In the latter were some strings of dried apples, a pile of crescents of dried pumpkins, a sack of meal, a few hands of tobacco, and a jug of buttermilk.

"I want t' go inter the camps an' sell a leetle jag o' truck," the native explained, as he drenched the surrounding weeds with tobacco-juice. "My ole woman's powerful sick an' ailin', an' I need some money awfully t' git her some quinine. Yarbs don't seem t' do her no sort o' good. She must have some Yankee quinine, and she's nigh dead fer some Yankee coffee. This war's mouty hard on po' people. Hit's jest killin' 'em by inches, by takin' away their coffee an' quinine. I'm a Union man, an' allers have bin."

"You haint got any whisky in that wagon, have you?" asked Si.

"O, Lord, no! nary mite. You don't think I'd try t' take whisky into camp, do you? I'm not sich a bad man as that. Besides, whar'd I git whisky? The war's broke up all the 'stilleries in the country. What the Confedrits didn't burn yo'uns did. I've bin sufferin' for months fur a dram o' whisky, an' as fur my ole woman, she's nearly died. That's the reason the yarbs don't do her no good. She can't get no whisky to soak 'em in."

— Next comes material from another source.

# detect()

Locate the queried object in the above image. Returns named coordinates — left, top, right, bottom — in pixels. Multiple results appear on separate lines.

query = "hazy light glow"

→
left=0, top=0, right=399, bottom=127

"He's entirely too talkative about the wickedness o' bringin' whisky into camp," whispered Shorty. "He's bin there before. He's an old hand at the business."

"Sure you've got no whisky?" said Si.

"Sartin, gentlemen; sarch my wagon, if you don't take my word. I only wish I knowed whar thar wuz some whisky. I'd walk 20 miles in the rain t' git one little flask fur my ole woman and myself. I tell you, thar haint a drap t' be found in the hull Duck River Valley. 'Stilleries all burnt, I tell you." And in the earnestness of his protestations he sprayed his team, himself, and the neighboring weeds with liquid tobacco.

Si stepped back and carefully searched the wagon, opening the meal sack, uncorking the buttermilk jug, and turning over the dried apples, pumpkins and tobacco. There certainly was no whisky there.

Shorty stood leaning on his musket and looking at the man. He was pretty sure that the fellow had had previous experience in running whisky into camp, and was up to the tricks of the trade. Instead of a saddle the man had under him an old calico quilt, whose original gaudy colors were sadly dimmed by the sun, rain, and dirt. Shorty stepped forward and lifted one corner. His suspicions were right. It had an under pocket, in which was a flat, half-pint flask with a cob stopper, and filled with apple-jack so new that it was as colorless as water.

"I wuz jest bringin' that 'ere in fur you, Capting," said the Tennesseean, with a profound wink and an unabashed countenance. "Stick hit in your pocket, quick. None o' the rest 's seed you."

Shorty flung the bottle down and ordered the man off his horse. The quilt was examined. It contained a half-dozen more flasks, each holding a "half-pint of throat-scorch and at least two fights," as Shorty expressed it. A clumsy leather contrivance lay on the hames of the mule. Flasks were found underneath this, and the man himself was searched. More flasks were pulled out from the tail pockets of his ragged coat; from his breast; from the crown of his ragged hat.